Herr, send' Hirn!

Rechtschreibreform hin oder her, Kommentatoren der "Kieler Nachrichten", die darob jammerten, ohnehin werde "die deutsche Sprache von Anglizismen unterwandert", her oder hin - Erich Lejeune, Vorstandschef der "ce Consumer Electronic" meinte in einem Interview: "Die zweite Volkssprache ist in Deutschland immer noch Jammern, nicht Englisch." Wer so klar weiß, wo's lang zu gehen hat, wird vom Interviewer befragt, ob er Politiker werden möchte. Lejeune beabsichtigt jedoch nicht, die "Consumer Electronic" an den Nagel zu hängen, und sagt daher auch nicht: "Da beschloss ich, Politiker zu werden." Er sagte vielmehr: "Die Deutschen brauchen einen Motivationsminister. Die Deutschen sind Weltmeister im Diskutieren, sie müssen aber Weltmeister im Entscheiden werden." Wir hingegen meinen, verehrter Herr Lejeune: Entscheidend ist doch eher, dass die Deutschen im gerade vergangenen Jahrhundert Weltmeister im Kriege Anzetteln waren. Und außerdem, was wollen Sie denn noch? Im freien Kräftespiel des Turbokapitalismus werden doch sowieso schon längst keine Gefangenen mehr gemacht.

Bevor man darin untergeht, so empfiehlt die Bundeswehr, sollte man bei diesem Spiel (keine Gefangenen mehr machen und: Ich kenne keine Parteien mehr, nur noch Peacekeeper) doch lieber mitmachen. Beim Schleswig-Holstein-Tag in Kiel waren Info-Mobile mit verräterischen Y-Autonummern zu bewundern. "Berufs-Info" war unschuldig an dem auf dem Rathausplatz zu lesen, "Arbeitsplatz Marine - Nutz' deine Chance!" eindeutiger auf dem am Ostseekai. Mal ganz abgesehen davon, dass leider niemand auf die Idee kam, mit einem beherzt davor gesprühten "Mörder-" die Sache zur Kenntlichkeit zu entstellen - dass die bundeseigene Bande potenzieller Mörder auf einem Fest shanghait, das u.a. der Förderung des Ehrenamtes dient, ist schon "ein starkes Stück Deutschland" (wie sich die BW in einem Info-Blatt nennt). Wie war das? "Süß und ehrenvoll ist's, für's Vaterland zu sterben." Aber ob das nun ein Ehrenamt ist?
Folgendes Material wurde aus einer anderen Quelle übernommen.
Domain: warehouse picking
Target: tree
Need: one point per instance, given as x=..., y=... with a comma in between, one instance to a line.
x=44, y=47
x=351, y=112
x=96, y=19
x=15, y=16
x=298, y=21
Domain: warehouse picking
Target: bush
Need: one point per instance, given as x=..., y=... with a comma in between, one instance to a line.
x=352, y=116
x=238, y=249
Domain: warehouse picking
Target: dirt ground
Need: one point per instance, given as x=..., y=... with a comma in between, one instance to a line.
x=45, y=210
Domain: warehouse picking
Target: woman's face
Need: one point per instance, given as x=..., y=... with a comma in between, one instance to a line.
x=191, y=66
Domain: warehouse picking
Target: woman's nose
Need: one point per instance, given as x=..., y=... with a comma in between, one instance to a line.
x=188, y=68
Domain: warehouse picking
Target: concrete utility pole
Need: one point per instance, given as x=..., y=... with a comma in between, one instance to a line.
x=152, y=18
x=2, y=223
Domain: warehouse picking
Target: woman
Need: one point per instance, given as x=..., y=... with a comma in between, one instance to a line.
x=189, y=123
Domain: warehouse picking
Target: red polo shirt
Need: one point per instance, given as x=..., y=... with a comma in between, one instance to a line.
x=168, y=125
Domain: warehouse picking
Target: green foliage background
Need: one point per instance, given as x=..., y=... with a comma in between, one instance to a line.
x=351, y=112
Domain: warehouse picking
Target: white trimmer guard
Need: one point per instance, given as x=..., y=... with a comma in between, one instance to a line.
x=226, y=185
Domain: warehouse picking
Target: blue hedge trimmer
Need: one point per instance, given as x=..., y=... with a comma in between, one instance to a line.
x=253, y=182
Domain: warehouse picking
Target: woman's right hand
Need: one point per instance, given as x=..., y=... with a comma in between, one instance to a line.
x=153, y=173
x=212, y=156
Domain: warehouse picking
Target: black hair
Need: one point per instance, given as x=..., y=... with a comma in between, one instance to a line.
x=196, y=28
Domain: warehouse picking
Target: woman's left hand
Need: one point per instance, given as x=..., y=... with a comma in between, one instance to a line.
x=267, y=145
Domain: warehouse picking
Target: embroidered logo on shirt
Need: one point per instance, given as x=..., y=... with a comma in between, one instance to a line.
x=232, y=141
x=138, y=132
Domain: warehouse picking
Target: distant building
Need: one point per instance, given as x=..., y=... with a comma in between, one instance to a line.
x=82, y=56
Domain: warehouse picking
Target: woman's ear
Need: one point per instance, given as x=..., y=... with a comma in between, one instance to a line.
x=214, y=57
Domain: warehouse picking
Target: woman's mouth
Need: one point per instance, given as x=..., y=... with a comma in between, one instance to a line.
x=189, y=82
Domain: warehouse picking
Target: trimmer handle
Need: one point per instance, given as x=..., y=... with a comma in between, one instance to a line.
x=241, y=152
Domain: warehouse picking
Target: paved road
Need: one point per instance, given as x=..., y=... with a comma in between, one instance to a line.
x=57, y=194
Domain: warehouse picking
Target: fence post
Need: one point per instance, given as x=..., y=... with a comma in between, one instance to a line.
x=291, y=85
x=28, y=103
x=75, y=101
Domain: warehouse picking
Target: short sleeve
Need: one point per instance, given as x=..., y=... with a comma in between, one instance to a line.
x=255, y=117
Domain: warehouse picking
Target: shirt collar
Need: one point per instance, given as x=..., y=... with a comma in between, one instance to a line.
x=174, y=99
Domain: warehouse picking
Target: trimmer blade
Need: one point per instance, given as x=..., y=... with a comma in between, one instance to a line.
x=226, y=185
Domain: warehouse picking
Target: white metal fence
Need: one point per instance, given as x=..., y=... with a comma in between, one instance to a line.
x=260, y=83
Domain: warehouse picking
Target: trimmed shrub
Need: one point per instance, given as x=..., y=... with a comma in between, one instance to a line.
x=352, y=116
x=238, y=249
Zu Zeiten der good ol' Systemkonkurrenz, als vom Verkleinern der Bundeswehr zu einer schlagkräftigen flexiblen Kriseninterventionseinheit noch keine Rede war, gestalteten "Mörders" ihre Rekrutierung von neuem Menschenmaterial noch etwas rustikaler. "Eintopf verbindet" prangte da als Slogan auf den Postern, die die Informationsoffiziere flächendeckend in die Klassenzimmern der alten Bundesrepublik pinnten. Aber da Kriege - jedenfalls vom Deutschen Boden ausgehende - ja neuerdings für Menschenrechte und als Lehre aus Ausschwitz geführt werden, kann man jungen Männern von heute nicht mehr mit Lagerfeuerromantik kommen.

Junge Männer von heute - ein Thema für sich. Die unangenehmsten Exemplare dieser Gattung scheinen alle ihre Brötchen als Moderatoren für diverse Musik-Fernsehkanäle zu verdienen. Zynismus um jeden Preis, Häme und Menschenverachtung scheinen dabei die Schlüsselqualifikationen für diesen Job zu sein. Und als hätte die Regierung einen Wettbewerb für Minderheitenbashing und Entsolidarisierung ausgeschrieben - "Jugend quält", steigt das TV-Publikum begeistert darauf ein: MTV Moderator Christian Ulmen etwa fordert seine Zuschauer auf, ihm Videos von besonders "ulmigen Aktionen" zu senden. Dabei kommt dann raus, dass sich zwei junge Burschen mit Gangsta-Rap-Attitüde rühmen, "die nervige alte Oma, die immer vor der Berliner Gedächtnis-Kirche demonstriert, mal richtig angerotzt" zu haben. Zur Erklärung: Beim Opfer handelt es sich um die durch Rosa von Praunheim-Filme bekannte über 70jährige Helga Goetze, die seit bald 20 Jahren täglich ihre ganz private Mahnwache unter dem nun wirklich nicht unsympathischen Motto "Ficken für den Frieden" abhält. So viel zum Humor in einer Gesellschaft, in der "Frauenversteher" ein beliebtes Schimpfwort geworden ist und in "late-night-shows" der Polenwitz wieder gesellschaftsfähig gemacht wird.